When a care provider enters into an agreement to provide care for a patient and terminates the agreement without the consent of the patient and without giving proper warning or making acceptable alternative arrangements, this is patient abandonment.
If someone is clearly in need of medical care and that care is not provided or someone is receiving medical care and a care provider stops, both of these situations are forms of patient abandonment. A person entering an emergency room who requires immediate treatment and does not receive it has been abandoned, just as a patient who is left in an emergency room by an ambulance crew which does not follow transfer protocol to ensure that a care provider is taking over treatment has been abandoned.
Patient abandonment is a form of neglect in which a patient is not provided with care or is provided with inadequate care.
Similarly, patient dumping happens when a medically unstable patient is transferred or discharged for financial reasons. Hospitals are dumping indigent patients all the time. The Arlene Berry story is a testament to that. Not only was she dumped, she was murdered by her very health-care providers following “iatrogenic” injury because she had thus become an economic inconvenience, the end result of mindless hospital cost containment policies.

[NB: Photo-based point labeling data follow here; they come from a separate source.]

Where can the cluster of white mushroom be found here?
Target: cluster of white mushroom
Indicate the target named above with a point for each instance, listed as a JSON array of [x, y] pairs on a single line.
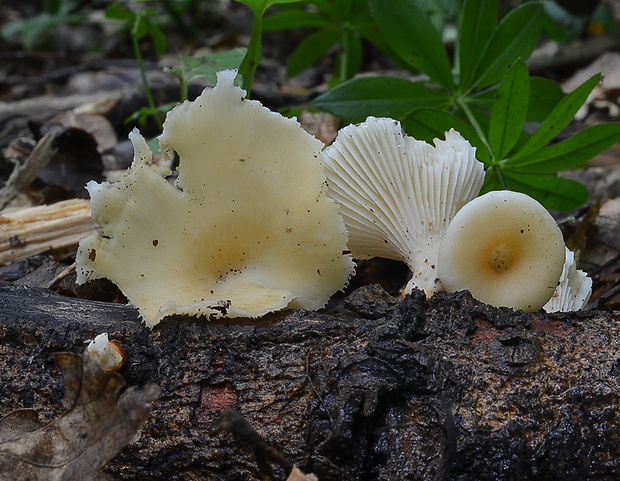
[[403, 199], [259, 215]]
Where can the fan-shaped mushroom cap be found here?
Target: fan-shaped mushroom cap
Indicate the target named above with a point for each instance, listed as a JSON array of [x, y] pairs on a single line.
[[573, 291], [505, 248], [246, 229], [397, 194]]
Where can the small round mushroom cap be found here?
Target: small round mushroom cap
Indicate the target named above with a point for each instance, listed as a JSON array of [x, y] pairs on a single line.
[[247, 227], [573, 291], [506, 249], [397, 194]]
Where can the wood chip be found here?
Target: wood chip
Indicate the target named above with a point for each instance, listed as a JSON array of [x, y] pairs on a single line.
[[35, 230]]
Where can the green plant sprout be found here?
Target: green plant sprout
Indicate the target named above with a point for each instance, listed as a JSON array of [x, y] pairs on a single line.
[[341, 23], [140, 25], [486, 94], [253, 56], [205, 67]]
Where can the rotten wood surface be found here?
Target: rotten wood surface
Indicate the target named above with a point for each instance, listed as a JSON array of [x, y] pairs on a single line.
[[385, 389]]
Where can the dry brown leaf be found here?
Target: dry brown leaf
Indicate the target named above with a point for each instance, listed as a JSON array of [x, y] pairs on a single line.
[[298, 475], [98, 423]]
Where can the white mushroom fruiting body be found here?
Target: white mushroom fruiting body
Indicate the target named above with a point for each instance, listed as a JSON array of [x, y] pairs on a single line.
[[397, 194], [247, 228], [506, 249], [573, 291]]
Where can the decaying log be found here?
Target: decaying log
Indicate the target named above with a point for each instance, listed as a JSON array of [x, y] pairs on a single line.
[[387, 389]]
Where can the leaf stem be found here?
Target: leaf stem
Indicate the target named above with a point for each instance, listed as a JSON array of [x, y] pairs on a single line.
[[460, 101], [147, 90], [252, 58]]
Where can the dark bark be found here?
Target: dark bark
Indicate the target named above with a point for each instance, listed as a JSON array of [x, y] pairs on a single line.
[[445, 388]]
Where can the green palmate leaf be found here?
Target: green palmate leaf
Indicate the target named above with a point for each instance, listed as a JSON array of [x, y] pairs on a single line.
[[413, 38], [569, 153], [484, 99], [515, 37], [551, 191], [477, 21], [294, 19], [379, 96], [545, 94], [559, 118], [509, 110], [428, 124], [311, 49]]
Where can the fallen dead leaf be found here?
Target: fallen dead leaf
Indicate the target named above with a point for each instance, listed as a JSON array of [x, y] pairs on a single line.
[[98, 423]]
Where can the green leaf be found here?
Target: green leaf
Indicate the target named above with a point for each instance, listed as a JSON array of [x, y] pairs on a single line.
[[311, 49], [379, 96], [559, 118], [116, 12], [325, 6], [413, 38], [484, 99], [294, 19], [428, 124], [515, 37], [158, 37], [259, 6], [545, 94], [351, 56], [477, 22], [206, 66], [551, 191], [569, 153], [509, 111]]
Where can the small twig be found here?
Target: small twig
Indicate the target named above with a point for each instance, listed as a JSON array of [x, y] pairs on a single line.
[[231, 421], [23, 175]]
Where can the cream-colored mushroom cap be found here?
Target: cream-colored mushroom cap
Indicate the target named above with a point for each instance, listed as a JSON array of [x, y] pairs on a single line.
[[573, 291], [506, 249], [397, 194], [247, 228]]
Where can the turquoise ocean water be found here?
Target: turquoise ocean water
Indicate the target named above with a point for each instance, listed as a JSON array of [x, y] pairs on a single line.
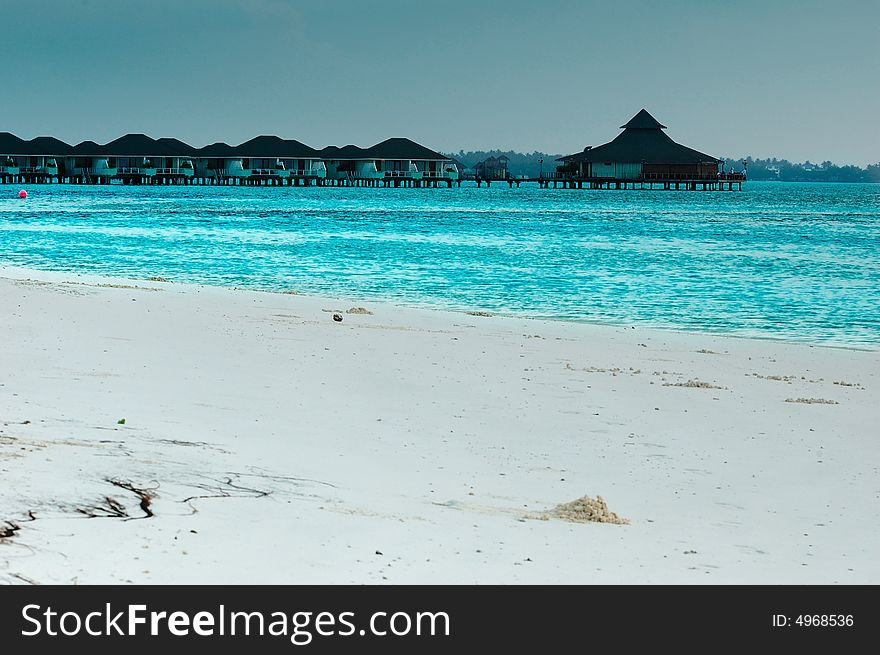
[[791, 261]]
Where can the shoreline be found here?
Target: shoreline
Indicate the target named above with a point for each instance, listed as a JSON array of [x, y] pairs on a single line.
[[72, 277], [416, 446]]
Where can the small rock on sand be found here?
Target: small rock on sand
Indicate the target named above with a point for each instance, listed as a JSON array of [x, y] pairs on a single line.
[[586, 510]]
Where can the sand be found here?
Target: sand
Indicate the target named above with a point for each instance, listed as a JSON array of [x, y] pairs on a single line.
[[156, 432]]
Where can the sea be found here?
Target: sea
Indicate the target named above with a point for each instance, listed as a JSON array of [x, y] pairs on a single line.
[[791, 261]]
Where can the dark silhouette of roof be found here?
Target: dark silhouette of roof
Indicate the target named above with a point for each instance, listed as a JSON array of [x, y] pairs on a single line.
[[401, 148], [41, 145], [87, 149], [345, 152], [643, 121], [10, 144], [217, 150], [273, 146], [133, 145], [394, 148], [143, 145], [642, 140]]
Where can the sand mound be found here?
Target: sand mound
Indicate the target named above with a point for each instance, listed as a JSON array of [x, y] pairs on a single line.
[[693, 384], [586, 510]]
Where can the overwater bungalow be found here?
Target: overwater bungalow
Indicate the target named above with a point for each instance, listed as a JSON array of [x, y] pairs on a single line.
[[36, 160], [140, 159], [640, 157], [393, 162]]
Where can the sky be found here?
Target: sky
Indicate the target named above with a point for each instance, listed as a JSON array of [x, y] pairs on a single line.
[[793, 79]]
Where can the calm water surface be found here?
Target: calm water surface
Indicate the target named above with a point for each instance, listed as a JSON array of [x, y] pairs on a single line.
[[791, 261]]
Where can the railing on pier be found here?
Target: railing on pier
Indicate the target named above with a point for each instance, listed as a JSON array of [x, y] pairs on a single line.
[[174, 171]]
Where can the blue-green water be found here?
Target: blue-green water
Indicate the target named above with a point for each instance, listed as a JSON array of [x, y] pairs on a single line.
[[793, 261]]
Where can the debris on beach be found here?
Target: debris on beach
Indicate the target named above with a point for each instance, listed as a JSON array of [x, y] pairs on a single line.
[[694, 384], [8, 530], [585, 510]]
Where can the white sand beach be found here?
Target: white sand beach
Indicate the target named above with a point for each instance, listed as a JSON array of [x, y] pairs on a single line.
[[272, 444]]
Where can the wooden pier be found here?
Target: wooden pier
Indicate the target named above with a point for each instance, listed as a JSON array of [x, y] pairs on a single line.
[[724, 182]]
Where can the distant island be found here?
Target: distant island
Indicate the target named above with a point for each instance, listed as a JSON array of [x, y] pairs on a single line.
[[530, 165]]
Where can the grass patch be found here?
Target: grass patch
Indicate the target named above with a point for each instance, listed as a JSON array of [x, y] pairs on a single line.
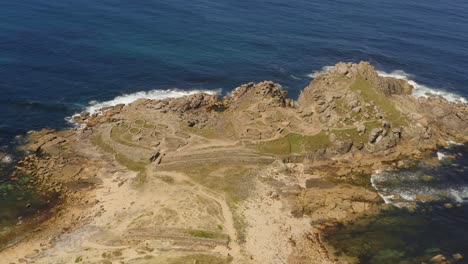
[[233, 179], [380, 99], [139, 122], [295, 143], [206, 234], [120, 158], [149, 126], [200, 259], [119, 135], [135, 130]]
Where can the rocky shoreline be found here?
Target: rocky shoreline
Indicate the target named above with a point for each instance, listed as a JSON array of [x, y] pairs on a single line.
[[253, 177]]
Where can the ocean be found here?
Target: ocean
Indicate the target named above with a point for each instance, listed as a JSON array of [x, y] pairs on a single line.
[[58, 58]]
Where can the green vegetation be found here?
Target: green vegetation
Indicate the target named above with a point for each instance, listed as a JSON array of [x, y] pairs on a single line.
[[148, 125], [295, 143], [139, 122], [383, 102], [206, 234], [200, 258], [119, 134], [233, 179], [122, 159], [135, 130]]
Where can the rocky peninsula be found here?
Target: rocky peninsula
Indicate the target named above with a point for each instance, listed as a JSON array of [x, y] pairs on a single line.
[[253, 177]]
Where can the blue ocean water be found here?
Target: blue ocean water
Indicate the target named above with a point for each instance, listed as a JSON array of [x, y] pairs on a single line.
[[57, 56]]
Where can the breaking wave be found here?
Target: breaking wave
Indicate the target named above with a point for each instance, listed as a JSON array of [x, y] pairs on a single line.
[[95, 106], [447, 181], [423, 90], [419, 89]]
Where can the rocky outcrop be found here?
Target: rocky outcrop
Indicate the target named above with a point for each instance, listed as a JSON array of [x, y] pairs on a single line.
[[205, 150]]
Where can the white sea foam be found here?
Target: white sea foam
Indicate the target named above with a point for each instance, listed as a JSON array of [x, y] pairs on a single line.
[[423, 90], [7, 159], [453, 143], [419, 89], [95, 106], [324, 69], [441, 155]]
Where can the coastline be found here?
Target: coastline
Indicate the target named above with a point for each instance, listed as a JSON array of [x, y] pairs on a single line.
[[294, 164]]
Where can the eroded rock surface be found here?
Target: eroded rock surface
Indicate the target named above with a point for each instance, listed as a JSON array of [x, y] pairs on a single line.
[[249, 178]]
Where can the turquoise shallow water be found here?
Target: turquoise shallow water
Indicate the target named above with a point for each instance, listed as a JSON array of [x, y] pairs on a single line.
[[58, 56], [409, 234]]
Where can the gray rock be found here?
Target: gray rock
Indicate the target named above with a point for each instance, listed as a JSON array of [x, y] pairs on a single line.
[[374, 134]]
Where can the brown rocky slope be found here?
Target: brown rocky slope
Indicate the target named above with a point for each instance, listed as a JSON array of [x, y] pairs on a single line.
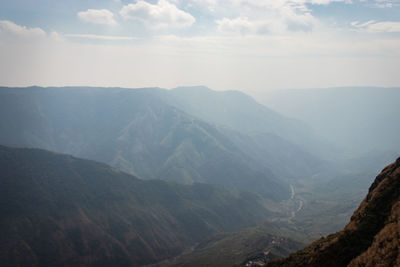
[[371, 238]]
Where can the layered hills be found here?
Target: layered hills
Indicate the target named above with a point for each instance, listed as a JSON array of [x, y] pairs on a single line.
[[58, 210], [371, 238], [152, 134]]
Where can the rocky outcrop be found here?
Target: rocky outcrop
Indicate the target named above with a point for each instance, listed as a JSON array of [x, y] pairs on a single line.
[[372, 236]]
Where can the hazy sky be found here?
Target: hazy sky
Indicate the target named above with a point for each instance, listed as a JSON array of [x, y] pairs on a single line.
[[248, 45]]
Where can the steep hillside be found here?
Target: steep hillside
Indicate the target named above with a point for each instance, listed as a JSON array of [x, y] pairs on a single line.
[[240, 112], [372, 236], [134, 131], [236, 249], [58, 210]]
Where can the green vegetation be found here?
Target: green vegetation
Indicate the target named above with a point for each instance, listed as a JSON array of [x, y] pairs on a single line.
[[60, 210]]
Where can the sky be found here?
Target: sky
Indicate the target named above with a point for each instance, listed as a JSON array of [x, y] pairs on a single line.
[[248, 45]]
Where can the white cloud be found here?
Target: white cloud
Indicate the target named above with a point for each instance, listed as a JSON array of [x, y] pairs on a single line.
[[377, 27], [160, 15], [11, 31], [101, 37], [97, 16], [387, 3]]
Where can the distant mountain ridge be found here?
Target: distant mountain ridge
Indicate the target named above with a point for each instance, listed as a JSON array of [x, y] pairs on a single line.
[[140, 131], [370, 113], [58, 210], [371, 238]]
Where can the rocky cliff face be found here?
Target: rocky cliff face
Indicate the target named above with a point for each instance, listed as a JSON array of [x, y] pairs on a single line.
[[372, 236]]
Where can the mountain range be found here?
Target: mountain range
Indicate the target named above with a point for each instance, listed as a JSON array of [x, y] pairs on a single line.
[[58, 210], [354, 119], [371, 238], [140, 132]]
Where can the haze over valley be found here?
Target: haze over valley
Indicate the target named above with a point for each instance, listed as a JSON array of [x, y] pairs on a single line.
[[199, 133]]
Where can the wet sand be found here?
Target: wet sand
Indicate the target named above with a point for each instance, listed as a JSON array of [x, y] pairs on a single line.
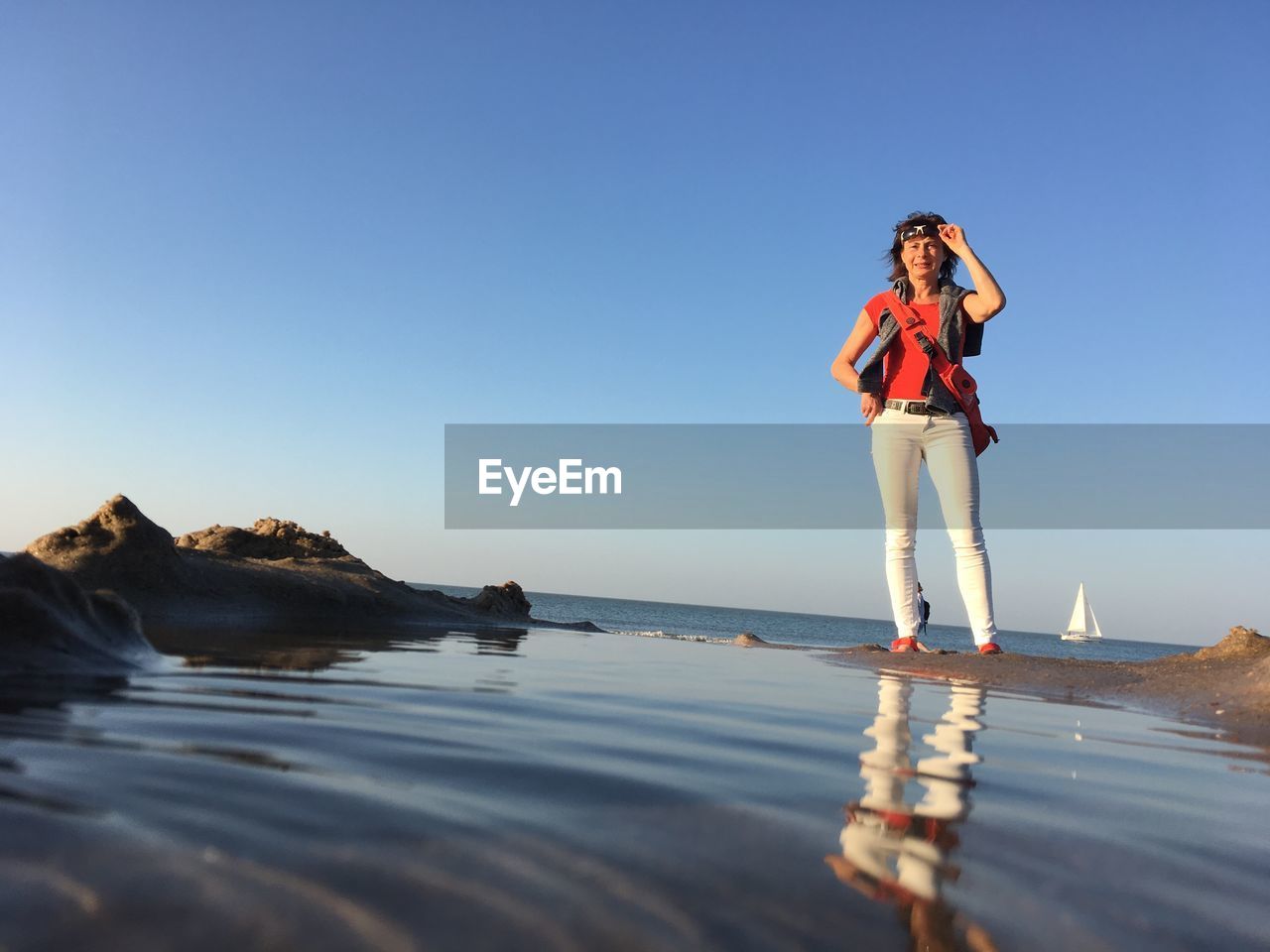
[[1225, 685]]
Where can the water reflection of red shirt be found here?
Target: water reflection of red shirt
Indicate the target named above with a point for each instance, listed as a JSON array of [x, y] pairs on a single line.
[[905, 363]]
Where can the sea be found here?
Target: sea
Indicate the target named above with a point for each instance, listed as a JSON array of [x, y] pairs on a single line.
[[470, 788], [689, 622]]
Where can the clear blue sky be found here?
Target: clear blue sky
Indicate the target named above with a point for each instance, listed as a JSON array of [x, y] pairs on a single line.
[[254, 257]]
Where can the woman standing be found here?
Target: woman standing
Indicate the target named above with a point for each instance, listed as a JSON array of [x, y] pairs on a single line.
[[913, 416]]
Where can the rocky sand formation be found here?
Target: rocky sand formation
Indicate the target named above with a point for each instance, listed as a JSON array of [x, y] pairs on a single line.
[[273, 572], [48, 622]]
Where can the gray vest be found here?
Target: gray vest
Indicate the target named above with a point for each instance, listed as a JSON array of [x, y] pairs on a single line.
[[959, 336]]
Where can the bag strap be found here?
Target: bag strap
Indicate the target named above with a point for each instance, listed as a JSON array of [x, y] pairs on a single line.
[[960, 384]]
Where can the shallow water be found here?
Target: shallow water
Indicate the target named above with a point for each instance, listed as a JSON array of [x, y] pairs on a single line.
[[558, 789]]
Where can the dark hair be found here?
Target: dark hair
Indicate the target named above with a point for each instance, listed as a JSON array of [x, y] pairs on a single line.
[[897, 266]]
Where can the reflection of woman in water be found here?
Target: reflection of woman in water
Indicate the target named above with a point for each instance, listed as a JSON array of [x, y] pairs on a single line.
[[898, 852], [915, 416]]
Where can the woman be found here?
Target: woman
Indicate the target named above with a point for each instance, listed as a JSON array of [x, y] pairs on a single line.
[[913, 416]]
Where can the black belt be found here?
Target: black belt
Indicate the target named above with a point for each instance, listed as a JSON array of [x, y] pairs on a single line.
[[917, 407]]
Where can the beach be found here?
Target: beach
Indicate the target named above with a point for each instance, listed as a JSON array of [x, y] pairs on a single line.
[[538, 787], [252, 738]]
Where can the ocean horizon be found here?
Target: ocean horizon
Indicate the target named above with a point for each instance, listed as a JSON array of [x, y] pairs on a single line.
[[721, 624]]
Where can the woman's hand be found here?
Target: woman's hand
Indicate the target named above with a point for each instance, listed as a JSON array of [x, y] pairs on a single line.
[[870, 405], [953, 236]]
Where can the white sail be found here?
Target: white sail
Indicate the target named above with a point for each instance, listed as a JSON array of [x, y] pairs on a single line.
[[1082, 626], [1091, 624], [1078, 622]]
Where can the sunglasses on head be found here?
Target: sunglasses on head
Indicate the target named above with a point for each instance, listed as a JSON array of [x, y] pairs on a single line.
[[916, 230]]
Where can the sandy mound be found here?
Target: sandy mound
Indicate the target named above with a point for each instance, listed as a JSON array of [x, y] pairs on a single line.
[[50, 624], [1239, 644], [117, 544], [268, 538]]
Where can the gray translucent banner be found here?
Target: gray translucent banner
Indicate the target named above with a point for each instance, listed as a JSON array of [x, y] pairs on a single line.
[[821, 476]]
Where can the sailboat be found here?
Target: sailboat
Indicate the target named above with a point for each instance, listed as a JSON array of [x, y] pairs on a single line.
[[1083, 626]]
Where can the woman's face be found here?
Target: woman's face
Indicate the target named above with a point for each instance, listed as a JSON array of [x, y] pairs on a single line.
[[922, 257]]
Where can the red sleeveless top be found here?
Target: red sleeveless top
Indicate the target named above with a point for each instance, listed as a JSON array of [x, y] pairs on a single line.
[[905, 363]]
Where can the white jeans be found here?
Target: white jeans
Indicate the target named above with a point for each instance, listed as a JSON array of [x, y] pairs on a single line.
[[899, 443]]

Hundreds of hospitals across the country are guilty of illegal patient dumping or not providing patients with proper emergency room treatment as required by law.
When a hospital emergency department denies medical screening or stabilizing treatment, or if it inappropriately transfers an individual whose condition is not stable, the hospital is “dumping” the patient. To document a stable patient condition in the face of evidence to the contrary is proof of the deceptive methods used by doctors and hospitals passing the buck to avert liability, or cut costs.